Lennar CEO quote below
For the quarter ending Aug. 31, Lennar wrote off deposits and pre-acquisition costs on 15,000 home sites it no longer plans to buy. That adds up to a total of 24,000 home sites the company has abandoned in the first nine months of this year.
"We look at costs to develop a parcel of land and actually develop home sites and include in that the cost of building a home, and you get to the point where the residual value of the land itself–even in well located areas–is close to zero," says Lennar CEO Stuart Miller.
"Lennar has mothballed some large projects because the effective result of selling currently implies the land has zero value," says Stephen East, an analyst with Pali Research. "It also provides the company some accounting breathing room. By mothballing the projects, LEN is able to avoid taking impairment charges on the land that would reduce the value effectively to zero."
So the next time some clown laughs at you and says "oh yea, right that land is worthless... grunt... it has no value... grunt".... just attach the link
Key points on raw land
- time value of money has a cost and it is steep
- interest expense (leverage) has a cost and it is steep
- property taxes and insurance have a cost
- your original feasibility determines what you will pay for land... so if you run the feasibility at a high price and pace and it is much lower price and pace, then the 3 points above will bury you
My example - A real deal in Florida
The deal is 600 raw lots at multiple sites. We start with 6 months of entitlement, followed by 6 months of development, then we would sell finished lots at 36 a quarter from the different sites. It takes around 4 years to get out of all the positions (sell all the finished lots). I ran the numbers and we could only pay 34,000 per raw lot to make this deal work (meet our profit threshold)............ but guess what..... if you ran the same deal and you entitled land for 6 months, followed by 6 months of development..... however, KEY POINT... found one or multiple builders to take down all 600 lots at the end of development instead of over 4 years... we could pay up to 67,000 per raw lot (twice as much)... this is why so many people lose their a$$ in the land game... if you make the wrong assumptions and you paid the 67,000 and couldn't unload... you are dead... this is no different from a builder who paid for land based on the wrong sales price and pace assumptions and now finds he can't meet those expectations
Most of the land decisions were done with high velocity and rising sales prices - killer for IRR models.
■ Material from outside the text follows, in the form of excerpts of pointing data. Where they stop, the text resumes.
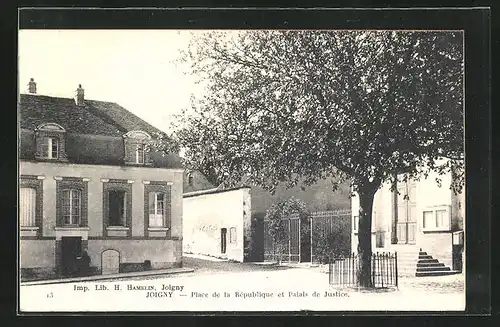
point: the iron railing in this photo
(343, 272)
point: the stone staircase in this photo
(428, 266)
(407, 258)
(413, 262)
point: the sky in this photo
(134, 68)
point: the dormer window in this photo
(136, 148)
(139, 154)
(51, 148)
(50, 142)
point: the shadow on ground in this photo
(202, 266)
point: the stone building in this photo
(422, 217)
(89, 182)
(229, 222)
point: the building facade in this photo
(422, 216)
(221, 209)
(89, 183)
(217, 223)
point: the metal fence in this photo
(384, 273)
(299, 240)
(290, 249)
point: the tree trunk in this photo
(394, 238)
(366, 195)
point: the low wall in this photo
(37, 254)
(162, 253)
(207, 213)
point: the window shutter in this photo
(27, 201)
(45, 147)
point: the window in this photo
(232, 235)
(440, 218)
(136, 148)
(139, 154)
(428, 219)
(157, 202)
(50, 147)
(436, 219)
(27, 208)
(117, 204)
(71, 206)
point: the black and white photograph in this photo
(241, 170)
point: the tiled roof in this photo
(94, 131)
(37, 109)
(94, 149)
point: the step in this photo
(443, 268)
(430, 264)
(428, 261)
(436, 273)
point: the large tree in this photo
(298, 106)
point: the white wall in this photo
(206, 214)
(428, 195)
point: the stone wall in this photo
(206, 214)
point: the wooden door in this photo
(407, 214)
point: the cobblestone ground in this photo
(437, 284)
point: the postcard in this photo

Doubt many of the young MBAs doing the modeling had seen risk or RE slowdowns/declines before.
Execs didn't want to admit and slow the pipeline - easier to bail out when bonuses stopped - heck - golden handshake is often better than no bonus year.
Now look at how the CDOs were modelled on Wall Street!
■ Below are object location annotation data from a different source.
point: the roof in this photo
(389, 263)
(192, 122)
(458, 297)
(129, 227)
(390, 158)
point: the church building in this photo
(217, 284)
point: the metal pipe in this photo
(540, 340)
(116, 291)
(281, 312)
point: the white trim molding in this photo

Posted by: Sippn | November 13, 2007 at 01:28 PM
The funny part is that you don't have to live through a slow down. All you have to do is study your history. RIF - Reading is Fundamental!
Sometime in the next day two, I will post a complete analysis Lennar, probably the most extensive available on the web. I will point out that spreadsheets can only take you so far. Case in point, what the price to book value tells you (Even adjusted) versus what grandma's good 'ole common sense will tell you. Lennar is close to practically insolvent.
Posted by: Reggie | November 13, 2007 at 04:18 PM
Reggie,
Land has no value. Agreed. But why then does NVR, a DC based homebuilder, with options on land as its model, still trade at 2.5X book value?
Posted by: DB | December 04, 2007 at 10:49 AM
NVR is a better managed company than many of its peers. Much of its inventory is of a vintage before the boom peak, so they have a much lower cost basis than Lennar, et. al., and they have cash. Due to the fact that they didn't binge on debt during the peak of the boom to buy land and hide the risk and losses in a bunch of off balance sheet vehicles, they are in a much better position than the average public builder.